Alicia Linden walked slowly homeward, musing thoughtfully:  “This is a strange world,” she soliloquized.  “Let philosophers air their utopian theories about its containing the elements of universal happiness.  I know that human nature, as it is now constituted, is too selfish and mean to arrive at a state of absolute perfection.  Truly, ’men are a little breed.’  ’But, in the future, when that which is whispered in secret shall be proclaimed upon the housetops,’ all our griefs and wrongs shall be recompensed.  Oh, weary women, syllabling brokenly His precious promises, patient, untiring watcher, whose tired feet have grown weary of the ‘burden and heat of the day,’ wait ‘God’s time!’ Listen to the words that have come down through the dim and forgotten centuries—­a message of ‘peace and glad tidings.’  ’In my Father’s house there are many mansions.  I go to prepare a place for you.’  Teach us the lesson of patience, oh Father above!  ’Tis a wearisome struggle.  This is a sin-fallen world, and want and misery abound upon every hand.  Is it true, as another has declared—­’Every sin is an edict of Divinity; every pain is a precept of destiny; wisdom is as full in what man calls good and evil, as God is full in infinitude?’”

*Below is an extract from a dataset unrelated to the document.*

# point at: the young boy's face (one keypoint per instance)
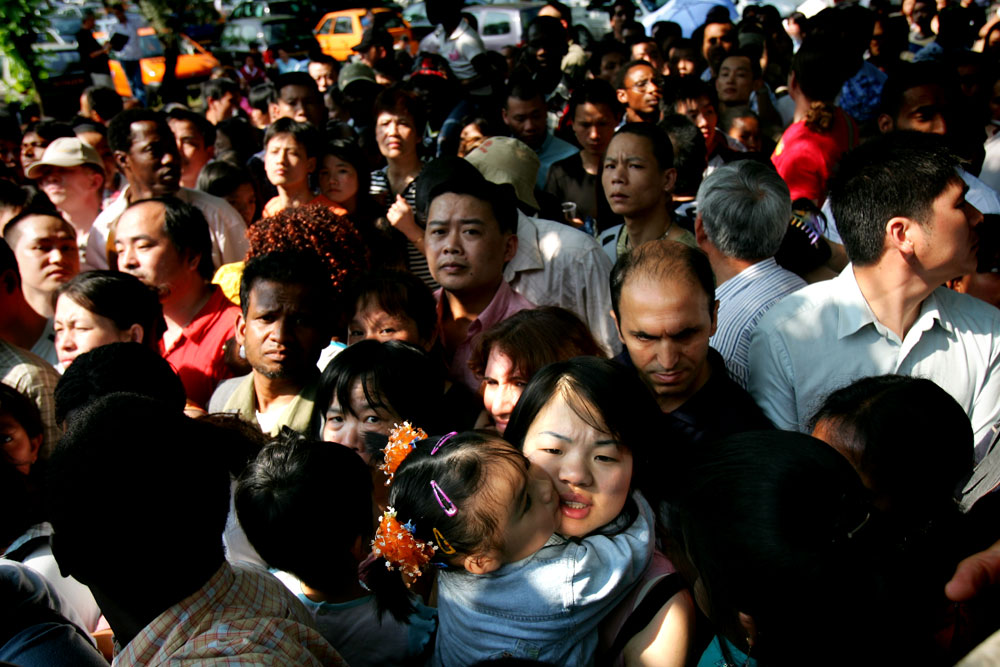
(746, 130)
(287, 163)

Well, God sees, and over all is the loving care of “our Father who art in Heaven.”

And sometimes, when human sympathy is denied us—­when the eyes, that should only beam with pity and affection, turn coldly away, Nature, bountiful mother, stretches out her arms lovingly, and wooes us to her with an irresistible, but nameless charm.  She cradles the tired head upon her bosom, presses cool kisses upon weary, drooping eyelids, and broods over the slumberer with loving vigils.  Under her tender ministrations our dreams are blessed visions of the “green pastures and the still waters,” and the “shining ones” waiting “beyond the river.”